Al entrar a Salvador de Yateras, el viento de agua entró por la ventanilla de la izquierda detrás del chofer, y Antonio Muñoz, mánager por entonces del equipo de Cienfuegos, sin ser meteorólogo se percató al instante de que el aguacero estaba a punto de romper. El ómnibus de los sureños iba detrás de los anfitriones guantanameros, conocedores del camino que los conducía a este poblado de la zona más oriental de Cuba.
Los primeros que dieron la bienvenida a los dos equipos fueron la mata de aguacate que se erguía paridora en el patio del viejo Pancho, y el torrencial aguacero que se soltó a las diez de la mañana y vino a parar pasadas las dos de la tarde, que dejó el terreno de pelota como una piscina campestre.
Pancho era conocido en el caserío por ostentar la mejor mata de aguacate del universo, paridora anualmente de cerca de un millar de frutos que él vendía a la comarca a distintos precios de acuerdo con su tamaño, con una máxima estrictamente cumplidora escrita en el tronco del frondoso árbol: Ni regalo ni fío.
Pero el viejo era, asimismo, el aguacatero al que más le gustaba la pelota en la zona. Llamaba a su árbol benefactor como el coloso de Yateras, y cuando veía un aguacate grande y pulposo lo identificaba como el cuarto bate del gajo. Lo cierto es que luego de amainar la lluvia, el árbitro principal Luis César Valdés, al observar el deterioro del terreno, propuso suspender el juego, pero las autoridades locales opinaron utilizar la técnica de darle candela al suelo y sacar el agua con cubos, latas y como fuera, pues era la única posibilidad de que los habitantes de ese pueblo pudieran presenciar un juego de la Serie Nacional. Julio César apuntó que él estaba de acuerdo en que el partido se celebrara, pero el que tenía que decidir si se jugaba o no en esas condiciones era el mánager visitador, Antonio Muñoz. Muñoz, guajiro al fin, sintió pena por sus semejantes y se montó en una furgoneta y con otro guajiro fue a buscar tierra de una cantera cercana.

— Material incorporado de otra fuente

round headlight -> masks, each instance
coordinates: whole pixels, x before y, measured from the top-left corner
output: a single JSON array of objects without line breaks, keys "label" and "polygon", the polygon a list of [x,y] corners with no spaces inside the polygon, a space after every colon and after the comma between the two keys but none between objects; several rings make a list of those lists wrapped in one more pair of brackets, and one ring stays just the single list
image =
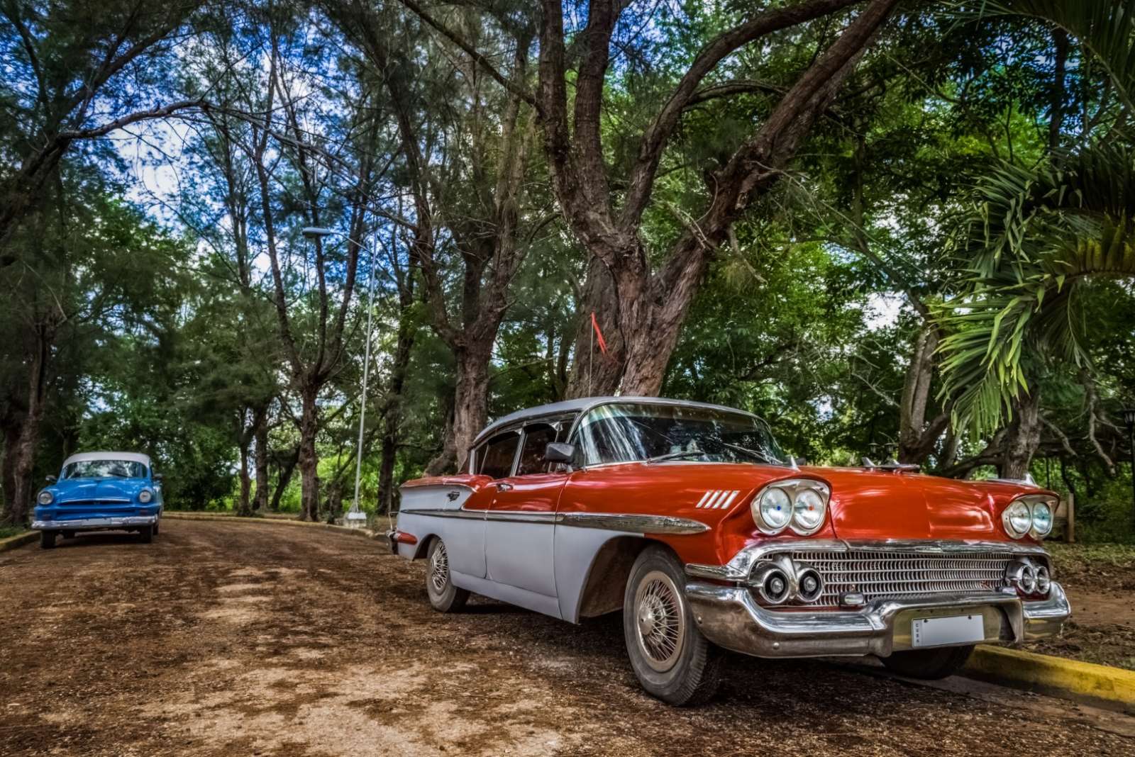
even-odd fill
[{"label": "round headlight", "polygon": [[1033,568],[1033,563],[1026,564],[1020,571],[1020,590],[1025,594],[1036,590],[1036,569]]},{"label": "round headlight", "polygon": [[1045,536],[1052,530],[1052,508],[1048,502],[1039,500],[1033,503],[1033,531]]},{"label": "round headlight", "polygon": [[814,488],[802,488],[792,502],[792,530],[801,536],[814,534],[824,525],[827,503]]},{"label": "round headlight", "polygon": [[765,490],[764,494],[754,502],[753,519],[765,534],[779,534],[788,526],[792,518],[792,502],[788,497],[788,492],[775,486]]},{"label": "round headlight", "polygon": [[1017,500],[1001,513],[1001,525],[1004,526],[1004,531],[1009,536],[1020,538],[1032,528],[1033,513],[1029,512],[1026,503]]}]

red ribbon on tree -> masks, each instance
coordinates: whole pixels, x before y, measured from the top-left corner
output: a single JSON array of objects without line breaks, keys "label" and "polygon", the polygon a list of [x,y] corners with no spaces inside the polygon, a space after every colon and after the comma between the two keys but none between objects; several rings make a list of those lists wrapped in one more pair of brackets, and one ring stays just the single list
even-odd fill
[{"label": "red ribbon on tree", "polygon": [[606,355],[607,340],[603,338],[603,332],[599,331],[599,322],[595,320],[595,311],[591,311],[591,328],[595,329],[595,338],[599,340],[599,351]]}]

Este gesto del Gigante emocionó a Pancho, y cuando ya el partido estaba a punto de concluir, con holgada ventaja local, se le acercó al director de Cienfuegos y le confesó emocionado: «Muñoz, yo siempre he sido un admirador suyo, y con la actitud que usted tuvo hoy, se merece hasta que Dios le regale mi mata de aguacate».
Pancho quiso darle un tono poético-religioso a su agradecimiento, pero como a Muñoz al entrar al pueblo se le había hecho la boca agua al ver la mata cargadita de aguacates, cortó la frase romántica del guajiro: «La mata que Dios me regaló no cabe en la guagua, pero los aguacates sí». Y acto seguido llamó a Rossel, su cargabates, y le ordenó: «¡Cógelo, Pantera!». El cargabates trepó como un felino por el tronco de la mata con el bolso de la batera amarrado al cuello y comenzó a llenarlo con los aguacates más crecidos y voluminosos.

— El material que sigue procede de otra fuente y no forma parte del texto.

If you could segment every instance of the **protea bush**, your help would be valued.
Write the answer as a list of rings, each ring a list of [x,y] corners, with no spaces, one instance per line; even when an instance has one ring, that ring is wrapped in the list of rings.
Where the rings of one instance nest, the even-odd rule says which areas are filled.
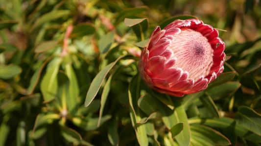
[[[143,49],[139,69],[155,90],[181,97],[205,89],[224,70],[225,43],[218,31],[197,19],[157,26]]]
[[[0,0],[0,146],[261,146],[260,1]]]

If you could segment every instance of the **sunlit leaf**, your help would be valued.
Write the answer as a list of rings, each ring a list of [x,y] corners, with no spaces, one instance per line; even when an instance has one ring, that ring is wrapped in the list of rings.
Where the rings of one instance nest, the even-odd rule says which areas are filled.
[[[43,53],[53,48],[59,42],[58,40],[51,40],[44,41],[39,44],[35,48],[34,52],[36,53]]]
[[[77,25],[71,34],[71,38],[82,37],[93,34],[95,32],[95,28],[93,24],[90,23],[81,23]]]
[[[246,106],[238,108],[235,119],[240,125],[261,136],[261,115]]]
[[[10,28],[13,25],[18,24],[19,21],[16,20],[2,20],[0,21],[0,30],[5,28]]]
[[[124,9],[123,10],[119,12],[117,15],[116,22],[115,25],[117,26],[120,22],[123,21],[126,18],[137,18],[138,14],[140,14],[142,12],[147,11],[148,9],[148,8],[146,6]]]
[[[207,92],[213,100],[215,100],[234,92],[240,86],[239,82],[228,82],[213,87]]]
[[[261,142],[261,136],[239,125],[233,119],[221,117],[213,119],[192,118],[189,120],[190,124],[202,124],[214,128],[220,128],[235,133],[237,136],[253,142]]]
[[[218,112],[218,110],[211,97],[207,94],[200,96],[199,99],[202,102],[208,110],[211,112],[214,116],[220,118],[220,115]]]
[[[142,96],[138,101],[139,107],[147,115],[157,111],[157,106],[155,101],[149,94]]]
[[[111,116],[106,115],[101,118],[100,124],[102,125],[111,118]],[[98,118],[89,118],[82,119],[79,117],[72,117],[71,120],[76,126],[85,129],[85,130],[94,130],[98,128]]]
[[[190,126],[191,138],[200,140],[211,145],[227,146],[231,144],[229,140],[221,133],[207,127],[196,125]]]
[[[173,138],[182,131],[184,126],[184,124],[183,123],[179,123],[172,127],[170,131],[171,132]]]
[[[47,73],[41,82],[40,89],[45,101],[49,101],[57,97],[58,88],[57,74],[61,59],[53,58],[51,65],[47,68]]]
[[[131,27],[138,37],[138,41],[143,41],[147,37],[148,28],[148,19],[136,18],[124,19],[124,23],[128,27]]]
[[[110,71],[119,60],[123,59],[134,58],[132,56],[129,55],[121,56],[115,62],[111,63],[111,64],[106,66],[102,70],[97,74],[92,82],[91,86],[87,92],[86,98],[85,99],[85,102],[84,103],[84,106],[85,107],[87,107],[92,102],[95,96],[97,94],[97,93],[101,86],[101,84],[103,82],[103,80],[109,71]]]
[[[30,135],[30,136],[34,136],[34,132],[38,127],[45,124],[50,124],[52,123],[54,120],[58,120],[60,118],[60,116],[57,113],[47,113],[46,114],[41,113],[39,114],[35,119],[34,126],[33,130]]]
[[[62,17],[66,17],[71,13],[71,12],[68,10],[58,10],[51,11],[50,12],[46,13],[37,19],[37,20],[34,23],[32,27],[31,27],[30,31],[31,32],[34,29],[38,28],[45,23],[50,20]]]
[[[102,54],[106,53],[109,51],[114,40],[113,31],[101,36],[99,41],[99,50]]]
[[[16,65],[0,65],[0,78],[8,79],[14,77],[22,72],[22,68]]]
[[[114,119],[111,122],[108,128],[108,138],[113,146],[118,146],[119,143],[119,136],[117,131],[118,122],[116,119]]]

Al ver aquello, el viejo dejó a un lado el juego, se paró debajo de la mata, y comenzó a vociferarle al cargabates como si este fuera uno de sus bueyes: «¡Oée, oéee, bájate de la mata, azabache!». Pero Rossel, absorto en la faena ordenada, hasta que no vio el saco lleno no se bajó del árbol. Luego fue hasta la guagua de Cienfuegos y colocó el bolso en el pasillo a la vera del asiento de su mánager. Cuentan que a Pancho Pérez le supo a hiel el juego y la victoria de su equipo, y cuando la guagua de Cienfuegos, ya de salida, le pasó por frente a su casa, y vio la figura de Muñoz retratada en la ventanilla, miró para el cielo y gritó: «¡Llévatelo, viento de agua!»